This 90 Second Boxing Tip is about getting you set in the right way in terms of your boxing stance. If you don’t get the boxing stance right then you can forget about becoming even remotely capable of effective punching and movement. At the end of this article is a link to a more in-depth description of the boxing stance.
There are two types of boxing stance; orthodox and southpaw. An orthodox boxer is someone who is naturally right-handed and holds the left hand and left leg in front, closer to the opponent.
Conversely, a southpaw boxer is someone who is naturally left-handed and leads with the right hand and right leg. If you are a beginner, don’t get caught up in the notion that it feels more comfortable as a right-hander using the southpaw boxing stance. As a rule of thumb, if you’re right-handed you are orthodox, if you’re left-handed you’re southpaw.

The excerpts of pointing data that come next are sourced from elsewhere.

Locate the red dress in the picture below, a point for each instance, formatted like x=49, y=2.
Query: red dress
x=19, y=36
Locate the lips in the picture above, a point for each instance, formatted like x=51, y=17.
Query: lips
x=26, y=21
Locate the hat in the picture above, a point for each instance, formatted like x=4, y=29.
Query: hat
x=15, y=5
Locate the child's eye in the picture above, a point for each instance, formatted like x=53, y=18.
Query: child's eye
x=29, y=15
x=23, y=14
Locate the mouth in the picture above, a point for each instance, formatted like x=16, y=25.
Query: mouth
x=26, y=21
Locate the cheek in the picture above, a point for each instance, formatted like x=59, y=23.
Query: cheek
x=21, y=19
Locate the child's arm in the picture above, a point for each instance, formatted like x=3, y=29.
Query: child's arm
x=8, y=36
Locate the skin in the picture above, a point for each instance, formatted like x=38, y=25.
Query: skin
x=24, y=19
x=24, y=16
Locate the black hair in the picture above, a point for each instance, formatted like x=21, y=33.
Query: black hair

The 7 steps are explained in the video, here is an expansion on the faults that I regularly see in the gym:
- Turning the shoulders ‘square on’, thereby offering the opponent a much greater target to hit.

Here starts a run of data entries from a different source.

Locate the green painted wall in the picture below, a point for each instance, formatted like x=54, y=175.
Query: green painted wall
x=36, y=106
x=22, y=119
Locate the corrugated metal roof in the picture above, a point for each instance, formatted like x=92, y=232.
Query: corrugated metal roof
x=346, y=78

- Losing the imaginary line from the toe on the front foot to the heel on the back foot, thereby messing up your balance.
- Going flat-footed, thereby messing up your ability to be mobile.
- Allowing your chin to raise above the height of the raised hands, thereby increasing the chances of being smacked in the mouth.
- Allowing your body weight to transfer onto your front leg, thereby being “front-heavy” and vulnerable to attack.